O Holocausto nazista não impulsionou a criação do Estado de Israel, em 1948, mas provocou seu atraso, ao exterminar grande parte da juventude sionista, sustenta o pesquisador israelense Yehuda Bauer, em sua ampla tese.

“Pensar que Israel é um produto do Holocausto é um erro absoluto”, sentenciou Bauer em um recente seminário organizado pelo Museu do Holocausto, vencedor do último Prêmio Príncipe de Astúrias da Concórdia.

O historiador, nascido em Praga, em 1926, e considerado uma excelência no estudo da “Shoah” (sinônimo para Holocausto), só abre mão de seu tom de voz pausado para contestar a predominante idéia de que o Holocausto sensibilizou a comunidade internacional para a necessidade de ceder um Estado ao povo judeu.

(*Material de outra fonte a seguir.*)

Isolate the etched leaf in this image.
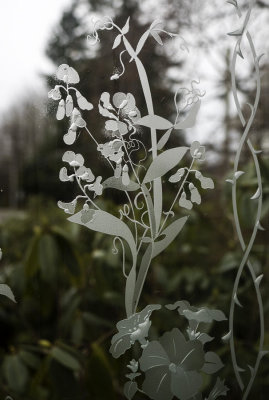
[174,100,201,129]
[143,147,188,183]
[68,210,136,257]
[150,31,163,46]
[123,381,137,400]
[202,351,224,374]
[157,128,173,150]
[205,378,229,400]
[135,30,150,55]
[136,115,173,130]
[112,34,122,50]
[152,216,189,258]
[183,307,227,323]
[0,283,17,303]
[76,90,93,111]
[103,177,140,192]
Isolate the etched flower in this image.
[109,304,161,358]
[97,138,124,163]
[57,200,77,214]
[62,151,84,167]
[105,119,128,137]
[112,92,141,122]
[105,92,141,137]
[125,359,141,381]
[139,328,205,400]
[48,85,62,100]
[87,176,104,196]
[63,107,86,145]
[56,64,79,83]
[190,141,205,161]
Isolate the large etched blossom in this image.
[99,92,141,137]
[97,139,124,163]
[139,328,205,400]
[109,304,161,358]
[56,64,79,83]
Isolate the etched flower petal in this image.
[76,91,93,111]
[65,94,74,117]
[112,92,126,108]
[118,121,128,135]
[63,129,77,146]
[105,119,118,132]
[57,200,77,214]
[109,333,131,358]
[139,340,170,372]
[56,64,69,81]
[142,366,171,400]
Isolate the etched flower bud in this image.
[114,160,122,178]
[178,192,193,210]
[56,99,65,121]
[189,183,201,204]
[76,90,93,111]
[122,164,130,186]
[83,203,90,211]
[110,74,120,81]
[128,111,137,117]
[65,94,74,117]
[119,100,128,109]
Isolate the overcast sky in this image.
[0,0,70,113]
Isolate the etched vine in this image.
[49,13,228,400]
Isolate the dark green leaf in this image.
[50,347,80,371]
[123,381,137,400]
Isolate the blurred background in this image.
[0,0,269,400]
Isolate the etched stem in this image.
[229,1,264,400]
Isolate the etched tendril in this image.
[226,0,264,400]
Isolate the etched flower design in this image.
[105,92,141,137]
[63,107,86,145]
[48,85,62,100]
[139,328,205,400]
[109,304,161,358]
[56,64,79,83]
[87,176,104,196]
[190,141,205,161]
[97,139,124,163]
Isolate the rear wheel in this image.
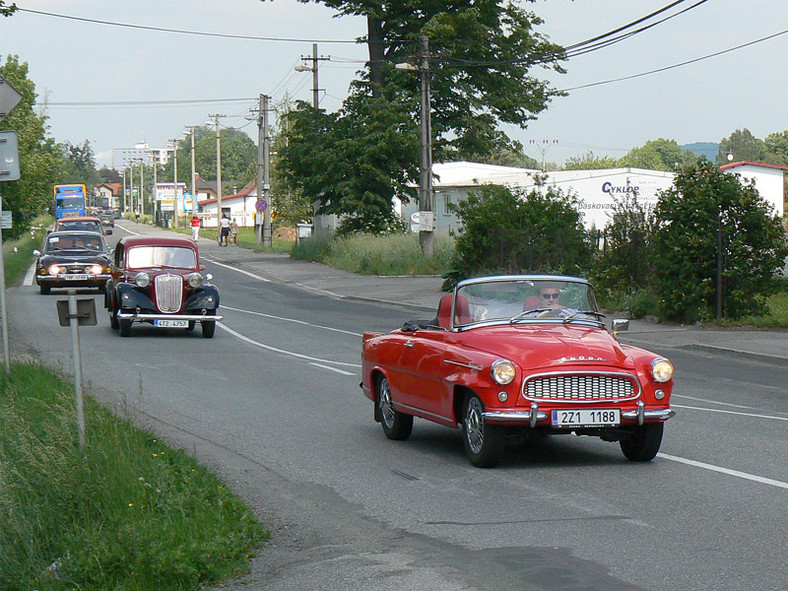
[462,394,503,468]
[619,423,665,462]
[375,377,413,441]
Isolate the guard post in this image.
[57,289,96,449]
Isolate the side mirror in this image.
[613,318,629,334]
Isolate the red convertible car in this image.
[104,236,222,339]
[361,275,674,467]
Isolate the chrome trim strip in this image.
[621,408,676,424]
[116,312,223,322]
[520,370,642,404]
[443,359,484,371]
[482,410,548,427]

Essa interpretação está presente, inclusive, na Declaração de Independência de Israel.

“O Holocausto nazista, que engoliu milhões de judeus na Europa, provou novamente a urgência de restabelecer o Estado judeu”, reza o texto lido por David Ben Gurion, em Tel Aviv, no dia 14 de maio de 1948, horas antes que seus vizinhos árabes iniciassem sua primeira guerra contra o Estado judeu.

Bauer argumenta, pelo contrário, que o Holocausto quase tornou impossível a criação do Estado de Israel, porque impediu o estabelecimento de uma forte comunidade judaica na Palestina sob protetorado britânico, ao assassinar as pessoas que ali estavam. “Se não houvesse o Holocausto, em vez de milhares, teriam ido à Palestina centenas de milhares de judeus em grandes navios, para fugir do nazismo, do anti-semitismo ou, simplesmente, por ideais sionistas”, assinala.

Estes potenciais emigrantes à “Terra Prometida” acabaram entre os cerca de 5,8 milhões de judeus aniquilados pelo regime de Adolf Hitler – um terço do total na época -, segundo Bauer, autor de dezenas de livros e artigos sobre o Holocausto. Segundo o historiador, se tivessem conseguido escapar dos campos de extermínio, os judeus teriam gerado uma maior consciência da importância de um país para protegerem-se. “Se houvesse mais sobreviventes, teria havido mais Israel”, ilustrou Bauer.

A migração de judeus à Palestina desde o fim do século XIX, no marco do movimento sionista, foi o principal desencadeador das lutas com a população árabe local. As tensões forçaram a retirada inglesa da Palestina após a aprovação pela Organização das Nações Unidas (ONU), em 1947, de uma resolução que estabelecia a partilha do território em um Estado judeu e outro árabe.

“Só o delegado da Guatemala referiu-se ao Holocausto em seu discurso. Dos países que votaram a favor da resolução, muitos o fizeram para agradar suas minorias judias, como os Estados Unidos, e a União Soviética para retirar o Reino Unido do Oriente Médio”, explica Bauer. “Quando os palestinos dizem que pagaram pelo que aconteceu com os judeus na Europa, é justamente ao contrário”, defende.

Bauer também não hesita em utilizar seu argumento contra aqueles que criticam o estabelecimento do Estado de Israel, por considerá-lo uma teocracia que causou décadas de dor à população palestina. “Não se pode negar que os palestinos sofreram pelo estabelecimento sionista, mas opor-se à criação do Estado de Israel é anti-semita, a não ser que também se seja contrário a que os malaios ou os bolivianos, por exemplo, tenham seu próprio país”, ilustrou o historiador.

Em qualquer caso, Bauer adverte que o desejo da exterminação em massa faz parte da natureza humana e, por isso, novos genocídios mancharam o século XX em países como Armênia, Ruanda e Camboja. “Não podemos esquecer que os nazistas poderiam ter vencido a guerra”, lembra o pesquisador.

Dia da Lembrança do Holocausto é celebrado em todo o mundo

Cerimônias aconteceram em várias partes do mundo, neste domingo, para marcar o Dia Mundial da Lembrança do Holocausto, no aniversário da libertação do campo de concentração de Auschwitz-Birkenau, na Polônia, em 27 de janeiro de 1945.

Sobreviventes de Auschwitz celebraram perto do local onde ficavam as câmaras de gás nazistas que mataram centenas de milhares de pessoas, principalmente judeus.

Na Grã-Bretanha, integrantes do Conselho Muçulmano puseram fim a um boicote às celebrações, já que agora outros genocídios recentes também são lembrados nesta data, e se uniram a representantes de outras religiões na cerimônia nacional do Holocausto, em Liverpool.